Liberovici et Sanguineti, 1998b : 9

Tout a commencé par un questionnement autour du recitar cantando ou de la variété et de l’embellissement des modulations par lesquels les musiciens cherchaient à animer le récitatif opératique dès la fin du XVIe siècle. Progressivement, la réflexion s’est étendue à la possibilité de reproduire, par la musique et le son, la pensée dans sa formulation et son expression. En partant d’abord d’une manière rinascimentale (propre à la période de la Renaissance) d’organiser un discours selon des modèles poétiques et passionnels, un glissement semble ensuite s’être opéré vers une idée corpusculaire du langage : catégorie des plus difficiles à saisir, mais située « à la limite entre la pensée pensée et la pensée exprimée » (« la zona di confine fra il pensiero pensato e il pensiero espresso », Vinay, 2006 : 80), et incarnant « il momento in cui l’immagine si stacca dal tronco dell’archetipo e l’espressione si individualizza[2] » (Vinay, 2006 : 80).

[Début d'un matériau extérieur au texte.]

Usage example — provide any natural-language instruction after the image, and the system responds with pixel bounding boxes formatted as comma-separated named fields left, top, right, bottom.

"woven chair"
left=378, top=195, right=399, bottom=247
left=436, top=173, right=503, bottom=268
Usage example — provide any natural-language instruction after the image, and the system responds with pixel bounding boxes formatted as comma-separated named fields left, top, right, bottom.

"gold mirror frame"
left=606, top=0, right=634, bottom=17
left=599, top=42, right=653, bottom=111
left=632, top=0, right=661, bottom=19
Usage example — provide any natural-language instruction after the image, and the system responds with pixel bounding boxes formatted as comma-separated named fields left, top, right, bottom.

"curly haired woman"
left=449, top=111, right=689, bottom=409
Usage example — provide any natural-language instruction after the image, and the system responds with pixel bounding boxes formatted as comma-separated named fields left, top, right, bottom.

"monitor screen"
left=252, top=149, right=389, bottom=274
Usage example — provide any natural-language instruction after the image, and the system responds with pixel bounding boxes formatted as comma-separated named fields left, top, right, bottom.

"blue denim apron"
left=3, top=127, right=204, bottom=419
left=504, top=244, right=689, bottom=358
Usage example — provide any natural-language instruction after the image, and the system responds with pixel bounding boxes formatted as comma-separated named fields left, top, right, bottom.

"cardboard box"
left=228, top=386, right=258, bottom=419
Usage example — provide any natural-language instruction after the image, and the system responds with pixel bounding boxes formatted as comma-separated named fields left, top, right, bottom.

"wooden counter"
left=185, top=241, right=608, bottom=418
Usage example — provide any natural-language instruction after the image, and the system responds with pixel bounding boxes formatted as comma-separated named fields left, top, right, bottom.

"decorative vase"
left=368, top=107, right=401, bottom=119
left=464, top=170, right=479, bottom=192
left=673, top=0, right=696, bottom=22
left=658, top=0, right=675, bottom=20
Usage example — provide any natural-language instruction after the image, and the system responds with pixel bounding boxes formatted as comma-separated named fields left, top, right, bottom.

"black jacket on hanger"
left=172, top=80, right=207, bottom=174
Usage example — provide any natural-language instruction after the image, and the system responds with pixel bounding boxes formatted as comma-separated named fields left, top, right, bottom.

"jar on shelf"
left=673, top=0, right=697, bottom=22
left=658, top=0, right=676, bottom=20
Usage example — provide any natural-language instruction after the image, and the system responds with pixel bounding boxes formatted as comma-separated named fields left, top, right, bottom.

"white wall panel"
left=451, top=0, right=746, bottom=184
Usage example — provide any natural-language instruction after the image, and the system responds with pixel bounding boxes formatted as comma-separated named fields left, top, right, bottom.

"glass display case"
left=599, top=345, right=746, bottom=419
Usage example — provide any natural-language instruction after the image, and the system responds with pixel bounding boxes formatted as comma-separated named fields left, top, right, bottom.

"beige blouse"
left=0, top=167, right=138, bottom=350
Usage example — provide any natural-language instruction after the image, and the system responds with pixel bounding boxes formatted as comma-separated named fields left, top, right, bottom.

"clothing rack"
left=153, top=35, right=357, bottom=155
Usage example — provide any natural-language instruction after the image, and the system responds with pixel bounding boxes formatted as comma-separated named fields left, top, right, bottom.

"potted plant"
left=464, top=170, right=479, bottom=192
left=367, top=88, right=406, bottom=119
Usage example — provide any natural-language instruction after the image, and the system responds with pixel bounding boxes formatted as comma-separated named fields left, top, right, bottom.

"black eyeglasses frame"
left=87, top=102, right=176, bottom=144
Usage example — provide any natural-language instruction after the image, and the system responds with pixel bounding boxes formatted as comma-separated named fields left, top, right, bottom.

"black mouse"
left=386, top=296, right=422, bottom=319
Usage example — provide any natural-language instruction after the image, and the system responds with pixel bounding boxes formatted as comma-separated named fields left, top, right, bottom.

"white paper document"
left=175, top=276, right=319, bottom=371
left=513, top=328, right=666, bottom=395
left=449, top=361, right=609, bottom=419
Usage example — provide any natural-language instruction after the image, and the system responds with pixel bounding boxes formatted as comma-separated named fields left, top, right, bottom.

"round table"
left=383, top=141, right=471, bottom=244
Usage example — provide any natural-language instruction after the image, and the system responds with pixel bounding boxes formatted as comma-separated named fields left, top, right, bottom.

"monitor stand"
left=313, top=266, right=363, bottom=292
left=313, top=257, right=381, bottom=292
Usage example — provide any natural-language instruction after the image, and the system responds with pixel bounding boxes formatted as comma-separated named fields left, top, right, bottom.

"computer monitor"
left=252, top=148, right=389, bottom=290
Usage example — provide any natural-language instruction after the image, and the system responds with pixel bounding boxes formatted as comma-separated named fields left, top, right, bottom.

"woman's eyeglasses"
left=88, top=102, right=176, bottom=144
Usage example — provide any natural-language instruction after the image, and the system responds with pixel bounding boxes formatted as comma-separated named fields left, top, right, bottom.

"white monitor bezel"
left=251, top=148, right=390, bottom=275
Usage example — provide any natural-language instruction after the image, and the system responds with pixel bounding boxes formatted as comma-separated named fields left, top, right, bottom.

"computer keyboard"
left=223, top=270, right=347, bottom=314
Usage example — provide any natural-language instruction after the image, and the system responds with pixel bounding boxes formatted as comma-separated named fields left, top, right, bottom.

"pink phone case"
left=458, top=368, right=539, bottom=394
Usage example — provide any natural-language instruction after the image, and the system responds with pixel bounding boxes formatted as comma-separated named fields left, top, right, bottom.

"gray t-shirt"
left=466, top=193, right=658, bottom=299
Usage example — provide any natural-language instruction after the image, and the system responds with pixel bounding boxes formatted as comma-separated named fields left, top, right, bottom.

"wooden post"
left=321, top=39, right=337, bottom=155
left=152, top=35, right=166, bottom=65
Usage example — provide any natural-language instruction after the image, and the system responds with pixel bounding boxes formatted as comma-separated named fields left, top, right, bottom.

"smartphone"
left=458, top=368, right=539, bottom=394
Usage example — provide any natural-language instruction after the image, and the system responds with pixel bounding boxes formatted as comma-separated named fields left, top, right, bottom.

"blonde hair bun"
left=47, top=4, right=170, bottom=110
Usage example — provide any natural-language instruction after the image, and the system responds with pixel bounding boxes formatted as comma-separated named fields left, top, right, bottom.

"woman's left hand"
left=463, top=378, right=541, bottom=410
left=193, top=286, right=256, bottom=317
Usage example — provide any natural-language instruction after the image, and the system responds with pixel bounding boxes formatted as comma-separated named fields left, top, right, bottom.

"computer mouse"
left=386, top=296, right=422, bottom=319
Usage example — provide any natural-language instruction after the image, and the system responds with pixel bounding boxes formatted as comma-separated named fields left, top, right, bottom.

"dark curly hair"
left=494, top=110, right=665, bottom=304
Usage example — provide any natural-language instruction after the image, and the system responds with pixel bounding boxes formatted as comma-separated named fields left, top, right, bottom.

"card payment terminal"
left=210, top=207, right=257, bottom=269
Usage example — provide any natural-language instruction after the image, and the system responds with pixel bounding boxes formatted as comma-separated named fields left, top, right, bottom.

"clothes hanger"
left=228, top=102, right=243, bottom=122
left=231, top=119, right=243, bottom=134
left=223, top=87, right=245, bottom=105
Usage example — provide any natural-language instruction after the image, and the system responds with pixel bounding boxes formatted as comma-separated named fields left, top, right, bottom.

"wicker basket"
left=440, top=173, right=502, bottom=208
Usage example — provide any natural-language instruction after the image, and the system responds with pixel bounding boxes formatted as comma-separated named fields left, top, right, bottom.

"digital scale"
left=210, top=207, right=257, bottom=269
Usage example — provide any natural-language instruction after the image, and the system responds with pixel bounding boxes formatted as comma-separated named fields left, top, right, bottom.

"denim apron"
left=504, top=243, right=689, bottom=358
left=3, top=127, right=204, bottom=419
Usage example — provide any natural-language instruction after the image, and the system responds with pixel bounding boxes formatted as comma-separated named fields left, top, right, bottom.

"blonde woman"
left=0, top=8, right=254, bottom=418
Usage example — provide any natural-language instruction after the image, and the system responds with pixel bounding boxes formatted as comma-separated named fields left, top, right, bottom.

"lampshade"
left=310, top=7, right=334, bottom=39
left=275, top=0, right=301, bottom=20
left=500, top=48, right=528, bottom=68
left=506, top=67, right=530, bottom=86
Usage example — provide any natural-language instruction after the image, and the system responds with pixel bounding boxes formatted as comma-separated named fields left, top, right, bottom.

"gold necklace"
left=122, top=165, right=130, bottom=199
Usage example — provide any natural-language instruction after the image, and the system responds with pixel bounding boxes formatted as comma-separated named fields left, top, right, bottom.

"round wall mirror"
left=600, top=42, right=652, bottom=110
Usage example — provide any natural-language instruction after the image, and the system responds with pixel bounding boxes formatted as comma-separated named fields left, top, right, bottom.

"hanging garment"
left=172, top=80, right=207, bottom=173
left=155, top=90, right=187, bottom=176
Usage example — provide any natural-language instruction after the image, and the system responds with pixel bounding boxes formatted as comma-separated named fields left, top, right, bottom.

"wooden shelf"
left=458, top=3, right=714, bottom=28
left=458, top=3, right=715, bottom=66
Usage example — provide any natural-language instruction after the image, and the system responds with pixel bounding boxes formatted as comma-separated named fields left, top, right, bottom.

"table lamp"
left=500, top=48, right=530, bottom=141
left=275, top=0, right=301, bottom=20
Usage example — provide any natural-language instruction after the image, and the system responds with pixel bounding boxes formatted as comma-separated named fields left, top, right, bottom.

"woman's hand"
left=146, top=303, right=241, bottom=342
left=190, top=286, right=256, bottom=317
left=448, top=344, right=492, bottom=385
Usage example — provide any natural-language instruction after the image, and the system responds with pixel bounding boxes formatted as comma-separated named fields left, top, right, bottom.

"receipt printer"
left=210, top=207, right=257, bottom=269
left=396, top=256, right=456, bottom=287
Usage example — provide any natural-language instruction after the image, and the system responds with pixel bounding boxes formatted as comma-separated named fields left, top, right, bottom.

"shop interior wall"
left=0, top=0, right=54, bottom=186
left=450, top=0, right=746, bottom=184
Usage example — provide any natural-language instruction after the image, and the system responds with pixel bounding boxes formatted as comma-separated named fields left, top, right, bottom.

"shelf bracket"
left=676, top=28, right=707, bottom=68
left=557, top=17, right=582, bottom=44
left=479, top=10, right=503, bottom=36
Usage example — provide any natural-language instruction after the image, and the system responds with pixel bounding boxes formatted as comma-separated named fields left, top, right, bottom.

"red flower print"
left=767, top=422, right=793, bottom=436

Tenter de saisir l’instant de l’échange avec l’inconscient et de la formation des associations d’idées bien plus que travailler avec les mécanismes du discours formalisé et des fluctuations émotives : voilà que le Teatro del Suono naissait. Aux commandes, Andrea Liberovici, enfant ballotté par les compositions paternelles de Sergio et par les chansons maternelles de Margot, sa mère, auteure-interprète. En 1995, le poète Edoardo Sanguineti, séduit par ces élucubrations musico-théâtro-sonores, rejoignait Liberovici. Cela faisait déjà trente ans que le poète collaborait avec des compositeurs, des metteurs en scène, lui, l’acolyte de toutes les expérimentations, comme éternellement revigoré par la créativité offerte par la mise en scène et, lorsque celle-ci implique l’intervention de la musique, par les textes poétiques[3].

Le Teatro del Suono est « un théâtre qui place sa recherche exactement au centre, si l’on peut dire, entre le théâtre de prose et le théâtre musical, en essayant d’utiliser[,] à partir de ces deux formes théâtrales, le sens comme appât et le son comme signifiant dans un rapport dialectique continuel » (« un teatro che colloca la sua ricerca, esattamente al centro – se così si può dire – fra il teatro di prosa e quello musicale provando a utilizzare da queste due forme teatrali, il senso, come esca e il suono como significante in continuo rapporto dialettico fra di loro », Liberovici, 2012b; souligné dans le texte). Par cette voie, Liberovici entend réactiver la communication par une utilisation primordiale et principale du son « entendu dans sa totalité, du bruit organisé à l’orchestre symphonique » (« inteso nella sua totalità dal rumore organizzato all’orchestra sinfonica », Liberovici, 2012b), son qu’il considère comme l’élément le plus à même de « revitaliser l’attention et l’émotion » (« rivitalizzare l’attenzione e l’emozione », Liberovici, 2012b).

Les méthodes semblent mystérieuses. Essayons donc de repartir du commencement des commencements. Dans « Il mio amore è come una febbre e m.a.n.i.f.e.s.t.o. », court essai paru en annexe des textes des deux premiers spectacles que nous aurons l’occasion de parcourir, le metteur en scène propose une explicitation de son esthétique sonore en affublant les neuf lettres du substantif déclaratif de pensées techniques, politiques et poétiques.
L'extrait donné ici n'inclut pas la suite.